I am having some trouble.

My goal is to purchase a stock, and as soon as I do that, to place a limit order for it at 2% above it's current price.

The below code doesn't seem to work.

My thought is that when I place the buy order, it isn't completing by the time I place the sell order, however, I'm not sure how to handle that or wait for that event.

Thanks for your help!

# This is what interactive brokers charges us  
set_commission(commission.PerShare(cost=0.0075, min_trade_cost=1.00))

# Put any initialization logic here.  The context object will be passed to  
# the other methods in your algorithm.  
def initialize(context):  
    # I want this to run every trading day, a couple minutes after we start trading  
    schedule_function(  
        func=myDailyTradingFunction,  
        date_rule=date_rules.every_day(),  
        time_rule=time_rules.market_open(minutes=60),  
        half_days=False  
    )

def myDailyTradingFunction(context,data):  
    # These are the stocks I want to trade between  
    oilUp = symbol('UWTI')  
    oilDown = symbol('DWTI')  
    # Figure out which stock to buy  
    stockToBuy = oilDown  
    # Place the Buy order  
    buyOrderId = order_percent(stockToBuy, 1)  
    # Place the Sell order  
    limitPrice = data[stockToBuy].price*1.02  
    stopPrice = data[stockToBuy].price*0.99  
    order_percent(stockToBuy, -1, style=StopLimitOrder(limit_price=limitPrice,stop_price=stopPrice))  
    return True  
5 responses

With schedule_function, this is easy.

Split myDailyTradingFunction into two functions: myBuy and mySell. Schedule myBuy to run some minutes after market open (eg. 60), then schedule mySell to run one minute later. myBuy should decide what to buy, place the buy order, and calculate limitPrice and stopPrice; mySell should just place the stop limit order.

To make it possible for the two functions to pass data, make local variables members of context, ie. prefix each local variable name with context., so eg. stockToBuy will become context.stockToBuy, and so on.

That sounds like it would work, thanks.

However, There could be a point at which the order hasn't completed yet. Is there anyway to see outstanding orders that are not completed or events that get trigged once an order is completed?

Could I run a while command and sleep for 30 seconds until the order is completed; as a dirty trick?

Thanks again!

You can use get_open_orders to see if your order has been filled. But, with schedule_function, you only get one chance per day to sell. You could schedule mySell not 1 minute after myBuy, but a little later. Or let mySell look at buyOrderId, and cancel the order if it hasn't been filled at all (it knows how many shares have been filled), place stop-limit if filled in full, or, if filled in part, perhaps place the stop-limit order for that many shares and cancel the rest of the buy order. Or schedule mySell several times after myBuy, each time placing a stop-limit order on the number of shares that have been filled and not "sold" yet. Or do all of the above.

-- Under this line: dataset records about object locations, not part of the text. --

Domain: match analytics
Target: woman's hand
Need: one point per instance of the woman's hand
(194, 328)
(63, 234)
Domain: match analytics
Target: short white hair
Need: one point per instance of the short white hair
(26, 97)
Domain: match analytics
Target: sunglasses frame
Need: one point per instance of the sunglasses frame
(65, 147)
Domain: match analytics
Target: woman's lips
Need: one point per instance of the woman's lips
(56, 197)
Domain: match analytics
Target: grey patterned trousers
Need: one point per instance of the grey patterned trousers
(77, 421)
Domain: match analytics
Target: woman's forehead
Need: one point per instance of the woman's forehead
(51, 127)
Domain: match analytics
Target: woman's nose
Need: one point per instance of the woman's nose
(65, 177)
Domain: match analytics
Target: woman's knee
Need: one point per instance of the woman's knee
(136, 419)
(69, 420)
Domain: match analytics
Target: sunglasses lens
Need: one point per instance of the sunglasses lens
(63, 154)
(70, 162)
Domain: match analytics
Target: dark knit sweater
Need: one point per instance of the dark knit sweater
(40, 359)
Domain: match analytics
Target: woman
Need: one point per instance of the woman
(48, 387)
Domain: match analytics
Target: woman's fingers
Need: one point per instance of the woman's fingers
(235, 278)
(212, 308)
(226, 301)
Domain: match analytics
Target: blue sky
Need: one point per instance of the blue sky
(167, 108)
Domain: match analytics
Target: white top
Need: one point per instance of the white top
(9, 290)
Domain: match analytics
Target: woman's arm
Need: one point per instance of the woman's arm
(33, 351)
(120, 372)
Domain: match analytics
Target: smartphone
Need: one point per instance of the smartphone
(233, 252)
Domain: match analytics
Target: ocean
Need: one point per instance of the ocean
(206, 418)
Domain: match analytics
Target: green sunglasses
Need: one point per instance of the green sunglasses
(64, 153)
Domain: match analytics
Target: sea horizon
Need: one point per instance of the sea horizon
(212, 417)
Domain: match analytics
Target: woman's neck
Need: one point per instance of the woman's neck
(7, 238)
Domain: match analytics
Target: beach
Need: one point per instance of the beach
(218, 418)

Sleeping will do you no good. Each call to handle_data (and, I imagine, also your scheduled function) has a 50-second time limit, and an exception is thrown if it's exceeded. On the other hand, orders are reported as filled (or not) only in the next minute.

@Andre

I know I am a little late here, but I am trying to do the same thing as David was trying to do. However, when I wrote a function to sell my securities at a designated stop/limit price, the command is alway ignored, and the securities are never sold, even though I know that they have exceed the price at which I want the limit order to be executed.